Ontario-to-Michigan
shipments of residential trash to end by 2010
Sept. 1 --
Cities in Ontario will stop sending their residential solid waste to
Michigan landfills before the end of the decade under an agreement
announced Aug. 31 between the provincial government and Michigan´s two
U.S. senators.
In addition, cross-border residential waste shipments will decrease
by 20 percent by 2007 and drop another 20 percent by the end of 2008.
The agreement, which came as a surprise to many people, could bring
an end to a long-running feud between Michigan politicians and many
residents and their neighbors to the north. Residents complained about
hundreds of trash trucks crossing the border every day.
In return for an agreement from Laurel Broten, Ontario´s Minister of
the Environment, to eliminate the waste shipments, Sens.
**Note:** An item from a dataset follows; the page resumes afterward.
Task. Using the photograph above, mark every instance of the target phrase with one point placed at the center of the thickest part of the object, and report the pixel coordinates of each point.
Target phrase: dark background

Debbie Stabenow
and Carl Levin, both Michigan Democrats, agreed to drop their attempts
to add amendments to this year´s Homeland Security appropriations bill
that within months could have halted all Canadian waste from entering
Michigan, or made it prohibitively expensive.
Reaching the agreement gives Toronto, York, Peel, Durham and other
Ontario municipalities more time to find alternatives to disposing of
their residential waste. The province is promising to work with the
cities on finding solutions, including boosting recycling, encouraging
development of new waste technologies, and building additional landfill
disposal capacity.
The agreement would not prohibit industrial, commercial and
institutional waste from entering Michigan. Ontario estimates that about
2.5 million tons of industrial, commercial and institutional and
construction and demolition waste entered Michigan in 2004.
However, the agreement would stop more than 2.78 million metric tons
of household Canadian trash from crossing the border over the next four
years, according to Stabenow and Levin.